Размер шрифта
-
+

Предвечный трибунал: убийство Советского Союза - стр. 35

В 1979-м Брежнева вынудили войти в Афганистан – с помощью спецоперации, руководимой советником президента США З. Бжезинским[68]. Янки вооружали и финансировали моджахедов, изо всех сил распаляя гражданскую войну; творилось это прямо на нашей границе и не могло не тревожить. (Вот на каком основании сами американцы вторглись в Афганистан в 2001-м, до сих пор никто не знает. Как азиатская страна могла угрожать Америке?!)

Ну да, второй раз (как и с Прагой) Леонида Ильича переиграли. Удалось. Мужик он был неглупый – но все ж далеко не Сталин…

Тут вой поднялся до небес, и Сахаров тоже буйно клял генсека за «необоснованную агрессию», это взахлеб печатали западные газеты. Вдобавок он предложил Западу бойкотировать московскую Олимпиаду.

Это было уж чересчур. Кремлю поневоле пришлось реагировать, и диссидента подвергли страшным репрессиям: выслали в областной центр Горький, где он (вдвоем с Боннэр) абсолютно свободно[69] жил в большой четырехкомнатной квартире[70]. То есть его, барина, приравняли к 1 300 000 жителей этого города (хоть и сомневаюсь почему-то, что каждый горьковчанин имел по две комнаты…) Жуткое унижение.

В 1986-м Горбачев вернул Сахарова в Москву, где тот стал народным депутатом Союза.

Умер он в 1989-м, слегка не дотянув до воплощения своей мечты: убийства СССР. Его лицо от этого навсегда сохранило гримасу презрения и обиды. Давно замечено: ненависть к Родине всегда делает из людей уродов.

На ранних фото, «физического» периода, Сахаров – симпатичный дядька с обаятельной улыбкой. Но чем дальше погрязал в диссиду, тем омерзительнее становился. И сейчас перед нами стояло существо, чье лицо отражало все пороки: злобу, мстительность, гордыню…
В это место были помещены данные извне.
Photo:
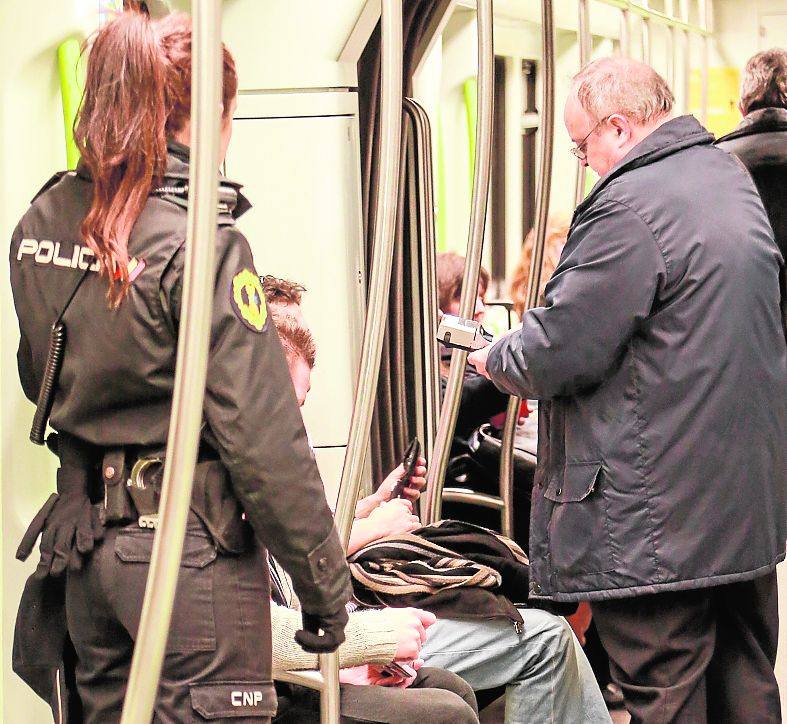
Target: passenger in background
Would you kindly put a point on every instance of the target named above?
(283, 296)
(659, 360)
(557, 231)
(481, 400)
(760, 141)
(545, 672)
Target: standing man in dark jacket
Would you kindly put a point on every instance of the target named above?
(760, 141)
(661, 363)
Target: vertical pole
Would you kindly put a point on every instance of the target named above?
(482, 169)
(625, 34)
(585, 49)
(191, 366)
(537, 259)
(387, 196)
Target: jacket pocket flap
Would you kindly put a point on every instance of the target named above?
(234, 700)
(133, 546)
(577, 482)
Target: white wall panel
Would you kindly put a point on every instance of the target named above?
(302, 175)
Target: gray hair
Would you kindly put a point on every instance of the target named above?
(624, 86)
(764, 82)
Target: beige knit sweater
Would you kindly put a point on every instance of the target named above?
(369, 639)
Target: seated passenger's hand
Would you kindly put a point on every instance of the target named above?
(375, 675)
(410, 625)
(414, 487)
(393, 517)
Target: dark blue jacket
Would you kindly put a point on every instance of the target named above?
(661, 359)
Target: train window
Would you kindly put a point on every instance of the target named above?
(530, 122)
(497, 241)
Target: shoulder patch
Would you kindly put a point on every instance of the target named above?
(248, 301)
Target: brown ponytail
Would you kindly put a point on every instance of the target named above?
(120, 134)
(137, 93)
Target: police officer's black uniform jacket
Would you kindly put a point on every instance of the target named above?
(117, 376)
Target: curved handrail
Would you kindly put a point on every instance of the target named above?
(481, 173)
(386, 199)
(191, 368)
(585, 51)
(537, 259)
(382, 258)
(427, 264)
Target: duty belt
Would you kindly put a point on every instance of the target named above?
(145, 496)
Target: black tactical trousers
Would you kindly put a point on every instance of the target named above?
(690, 657)
(218, 655)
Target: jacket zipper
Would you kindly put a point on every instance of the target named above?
(59, 697)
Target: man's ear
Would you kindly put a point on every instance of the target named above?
(621, 125)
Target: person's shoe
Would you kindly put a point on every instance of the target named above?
(613, 696)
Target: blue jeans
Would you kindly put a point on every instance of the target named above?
(546, 674)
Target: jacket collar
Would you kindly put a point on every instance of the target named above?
(177, 173)
(763, 120)
(671, 137)
(178, 156)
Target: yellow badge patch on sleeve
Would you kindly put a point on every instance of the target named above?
(248, 301)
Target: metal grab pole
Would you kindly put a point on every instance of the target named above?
(386, 200)
(585, 49)
(537, 258)
(481, 173)
(191, 368)
(382, 258)
(625, 34)
(426, 306)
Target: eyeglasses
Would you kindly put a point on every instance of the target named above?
(579, 149)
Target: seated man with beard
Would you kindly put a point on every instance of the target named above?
(541, 664)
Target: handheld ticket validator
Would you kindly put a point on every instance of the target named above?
(459, 333)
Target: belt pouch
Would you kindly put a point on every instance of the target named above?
(118, 507)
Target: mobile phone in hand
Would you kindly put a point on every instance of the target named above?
(405, 671)
(409, 461)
Кстати, мне попадалось и детское фото Новодворской – вполне себе миленькая девочка. Любила бы Россию и не стала бы тем, чем стала.

Урок каждому.


– Война в Афганистане была преступной… преступной авантюрой, предпринятой… э… предпринятой неизвестно кем[71], – гнусаво закартавил Сахаров, хотя никто его ни о чем не спросил. – Неизвестно… неизвестно, кто несет ответственность за это огромное преступление нашей родины[72]. Миллион человек погиб[73], и это то, что… э… что на нас лежит страшным гре… грехом, страшным упреком. Мы должны смыть с себя именно этот позор, этот страшный позор, который лежит на… нашем руководстве, вопреки народу, вопреки армии совершившем этот акт агрессии.

Говорил он, постоянно спотыкаясь и проглатывая «р» – но самоуверенно, как бронепоезд. Остановить его было невозможно… Оторопевший Адвокат наконец осмелился вставить слово:

– Андрей Дмитриевич, можно задать вам вопрос?

Сахаров вскинул руку и возгласил:

– Я должен сказать, что мое положение все-таки несколько исключительное[74], так что я сам решаю, что мне говорить, а что нет!

Изъяснялся он дальше столь же косноязычно, но не буду мучить читателя передачей особенностей его речи.

– Позвольте узнать: в чем ваша исключительность? – полюбопытствовал я.

– Я постладал за плавду! – воскликнул Сахаров картаво, но чрезвычайно пафосно.

Я уточнил:

– То есть много лет гадили стране, за что были наказаны наимягчайшим образом: ссылкой в крупный город?

– Я устраивал в Горьком голодовки! – горделиво сообщил бывший физик.

Я согласился:

– Ну, кто ж этого не знает – раструбили на весь мир… Однако какие глобальные проблемы вы решали таким образом? Во имя чего голодали?